There wasn’t a technology plan or department at my school before I started working there. I don’t want to discount the work that many teachers have done there over the years and the expertise of my coworkers in the area of tech. We have hard jobs, and we have a lot on our plates without taking on tertiary responsibilities. I just mention the lack of structure as context for talking about the Essential Conditions.

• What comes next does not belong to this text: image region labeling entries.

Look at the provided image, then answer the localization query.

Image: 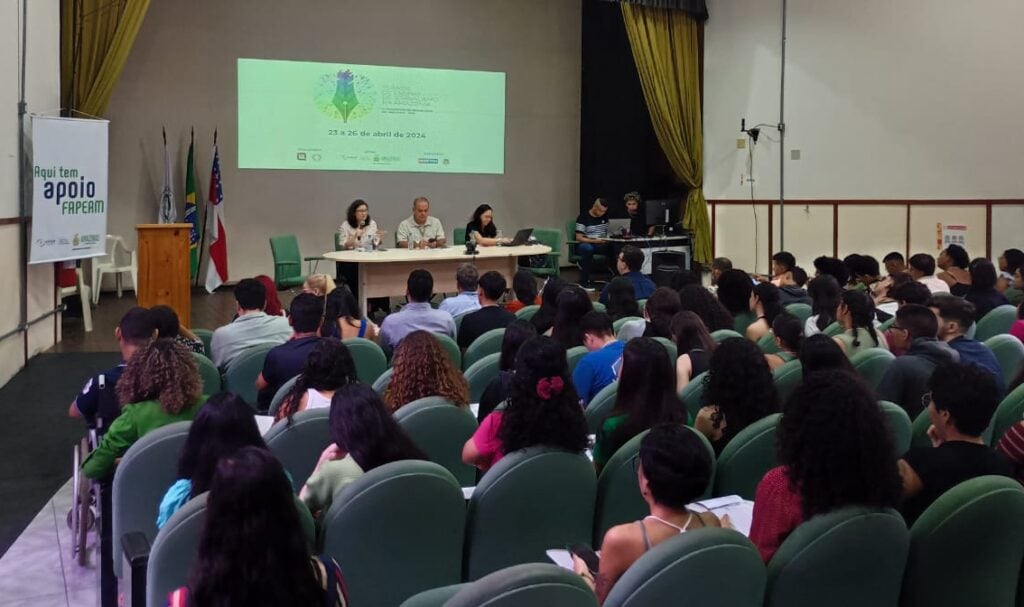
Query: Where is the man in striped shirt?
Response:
[575,199,608,288]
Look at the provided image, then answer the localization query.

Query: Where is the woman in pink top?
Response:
[462,336,587,470]
[751,371,902,563]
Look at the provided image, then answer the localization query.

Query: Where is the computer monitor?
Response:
[644,199,683,225]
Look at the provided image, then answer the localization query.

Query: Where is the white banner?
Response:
[29,116,110,263]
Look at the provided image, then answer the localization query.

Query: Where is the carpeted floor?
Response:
[0,352,121,555]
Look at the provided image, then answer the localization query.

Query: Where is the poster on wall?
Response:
[29,116,110,263]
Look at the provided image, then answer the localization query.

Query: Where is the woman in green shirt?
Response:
[82,339,206,479]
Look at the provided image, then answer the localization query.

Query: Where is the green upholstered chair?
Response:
[324,460,466,605]
[565,346,587,375]
[373,367,394,396]
[221,344,278,409]
[462,352,502,402]
[591,428,715,549]
[771,359,804,404]
[879,400,913,456]
[987,384,1024,446]
[764,507,909,607]
[463,447,597,581]
[679,371,708,421]
[785,303,814,323]
[394,396,476,487]
[985,334,1024,384]
[900,476,1024,607]
[193,329,213,356]
[263,407,334,492]
[462,329,505,370]
[266,376,299,417]
[526,227,562,276]
[341,337,387,385]
[515,305,541,320]
[401,563,597,607]
[433,333,462,368]
[712,414,781,500]
[974,305,1017,339]
[270,234,321,291]
[111,422,191,577]
[604,527,766,607]
[584,382,618,434]
[193,352,221,395]
[850,348,896,390]
[711,329,743,344]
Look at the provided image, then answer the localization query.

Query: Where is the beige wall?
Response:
[106,0,581,280]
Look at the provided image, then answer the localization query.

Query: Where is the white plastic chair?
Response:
[60,268,92,333]
[92,234,138,304]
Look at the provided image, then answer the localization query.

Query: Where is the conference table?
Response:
[324,245,551,316]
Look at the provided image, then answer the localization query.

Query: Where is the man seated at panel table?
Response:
[378,270,455,351]
[395,197,444,249]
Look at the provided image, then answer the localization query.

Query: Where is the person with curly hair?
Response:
[384,331,469,413]
[693,337,778,454]
[82,339,206,479]
[462,336,588,471]
[273,338,359,422]
[750,371,901,563]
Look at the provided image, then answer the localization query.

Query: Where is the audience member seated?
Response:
[529,276,569,335]
[210,278,292,371]
[593,337,686,472]
[718,270,757,334]
[601,276,640,321]
[906,253,949,294]
[879,304,959,420]
[800,333,856,378]
[938,245,971,297]
[572,310,622,407]
[505,269,541,314]
[68,306,158,425]
[321,285,380,342]
[302,274,337,297]
[256,293,324,410]
[573,424,722,604]
[928,295,1013,396]
[679,285,732,333]
[750,371,900,563]
[459,270,515,350]
[150,306,206,354]
[476,320,537,420]
[82,339,206,479]
[168,446,348,607]
[273,338,359,422]
[378,270,456,351]
[551,285,594,350]
[765,312,804,370]
[299,382,427,517]
[964,257,1010,320]
[384,331,469,413]
[672,310,718,391]
[157,392,266,528]
[693,338,778,454]
[834,290,889,358]
[600,245,655,305]
[899,363,1013,524]
[745,283,785,343]
[804,274,843,337]
[462,336,588,471]
[437,263,480,318]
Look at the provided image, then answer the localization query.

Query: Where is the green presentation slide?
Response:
[239,58,505,174]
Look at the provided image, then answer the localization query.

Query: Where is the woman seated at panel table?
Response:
[466,205,511,247]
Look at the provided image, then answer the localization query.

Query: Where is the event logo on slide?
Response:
[314,70,377,124]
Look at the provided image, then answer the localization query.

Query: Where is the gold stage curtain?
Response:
[60,0,150,116]
[622,2,712,263]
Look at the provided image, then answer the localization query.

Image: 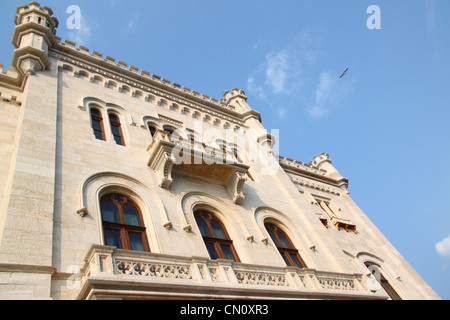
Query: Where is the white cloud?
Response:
[308,71,351,118]
[246,32,353,119]
[265,50,292,93]
[247,49,301,100]
[435,235,450,258]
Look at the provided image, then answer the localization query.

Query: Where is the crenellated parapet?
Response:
[278,153,348,190]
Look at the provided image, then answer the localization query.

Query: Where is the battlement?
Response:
[55,37,245,111]
[223,88,247,101]
[310,152,331,167]
[14,1,59,34]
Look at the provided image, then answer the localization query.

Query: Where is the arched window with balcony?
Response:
[148,123,158,137]
[100,193,150,251]
[264,223,306,268]
[194,210,239,262]
[109,113,125,146]
[90,108,105,140]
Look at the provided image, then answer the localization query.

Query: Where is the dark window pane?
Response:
[123,205,141,227]
[195,218,212,237]
[102,201,120,223]
[280,252,291,266]
[220,244,234,260]
[210,220,225,239]
[109,114,120,123]
[94,131,103,140]
[105,229,122,249]
[267,229,281,247]
[92,120,102,131]
[128,232,145,251]
[114,136,123,146]
[111,125,120,136]
[205,242,219,260]
[291,253,302,268]
[278,232,291,248]
[91,109,102,118]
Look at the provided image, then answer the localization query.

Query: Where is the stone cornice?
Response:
[278,156,348,188]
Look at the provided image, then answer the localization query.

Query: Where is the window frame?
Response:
[89,107,106,141]
[100,192,151,252]
[194,209,241,262]
[108,112,126,147]
[264,222,307,269]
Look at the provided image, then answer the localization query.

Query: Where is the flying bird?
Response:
[339,68,348,79]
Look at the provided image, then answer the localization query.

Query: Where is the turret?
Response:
[223,88,252,113]
[310,153,348,190]
[11,1,58,76]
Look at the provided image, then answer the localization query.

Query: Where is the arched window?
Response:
[264,223,306,268]
[194,210,239,261]
[109,113,125,146]
[91,108,105,140]
[100,194,150,251]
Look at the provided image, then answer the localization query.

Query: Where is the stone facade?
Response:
[0,1,439,300]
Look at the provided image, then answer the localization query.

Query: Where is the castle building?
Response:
[0,1,439,300]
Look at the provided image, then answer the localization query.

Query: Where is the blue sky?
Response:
[0,0,450,300]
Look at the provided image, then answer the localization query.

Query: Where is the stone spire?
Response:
[11,1,58,76]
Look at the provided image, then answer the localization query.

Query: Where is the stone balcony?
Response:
[147,130,249,204]
[78,245,388,300]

This Essential Conditions list comes from the International Society for Technology in Education (ISTE) in relation to their NETS standards, which outline essential skills for students and teachers, much like state standards or Common Core standards do for subject areas. Here’s the list (or view it at the source):
ESSENTIAL CONDITIONS: NECESSARY CONDITIONS TO EFFECTIVELY LEVERAGE TECHNOLOGY FOR LEARNING
Proactive leadership in developing a shared vision for educational technology among all education stakeholders, including teachers and support staff, school and district administrators, teacher educators, students, parents, and the community
Stakeholders at every level empowered to be leaders in effecting change
A systematic plan aligned with a shared vision for school effectiveness and student learning through the infusion of information and communication technologies (ICT) and digital learning resources
Consistent and Adequate Funding
Ongoing funding to support technology infrastructure, personnel, digital resources, and staff development
Robust and reliable access to current and emerging technologies and digital resources, with connectivity for all students, teachers, staff, and school leaders
Educators, support staff, and other leaders skilled in the selection and effective use of appropriate ICT resources
Ongoing Professional Learning
Technology-related professional learning plans and opportunities with dedicated time to practice and share ideas
Consistent and reliable assistance for maintaining, renewing, and using ICT and digital learning resources
Content standards and related digital curriculum resources that are aligned with and support digital age learning and work
Planning, teaching, and assessment centered around the needs and abilities of students
Assessment and Evaluation
Continuous assessment of teaching, learning, and leadership, and evaluation of the use of ICT and digital resources
Partnerships and collaboration within communities to support and fund the use of ICT and digital resources
Policies, financial plans, accountability measures, and incentive structures to support the use of ICT and digital learning resources for learning and in district school operations
Supportive External Context
Policies and initiatives at the national, regional, and local levels to support schools and teacher preparation programs in effective implementation of technology for achieving curriculum and learning technology (ICT) standards
This resource makes sense to me. Before I can start holding teachers and students accountable for digital literacy, I need these conditions to be met. I need all these things to support the best learning, so that technology makes life easier and more fulfilling, rather than technology being a source of frustration or anxiety.
Without going into detail, I’ll say that these conditions are not being met right now in my school. I would assume that’s common among most schools; you can imagine the added challenges in a small non-profit independent school. Last summer I collaborated with a couple of other teachers to look at the NETS for students and the Vermont tech standards to create a pared-down list of essential skills for our particular students. This Essential Conditions list was an afterthought in our group – brought up with the “Oh, we should probably talk about this more” comment that rarely leads to it actually being talked about more.
I think I went about that process backwards. This summer, as I get more time for professional development and long-term planning, I think it’s time to really take apart these conditions and start advocating for what we’d need to get them met. While some of those items seem big – like the “External Context” – I need to remember that as an empowered educator, they are all within my scope of influence. I can advocate to my legislators. I can raise awareness in my community. I can network with other professionals to fill in the gaps in my own program. I just need to start.
Anyone have experience with really digging into the Essential Conditions? I’d love to hear your thoughts and perspectives.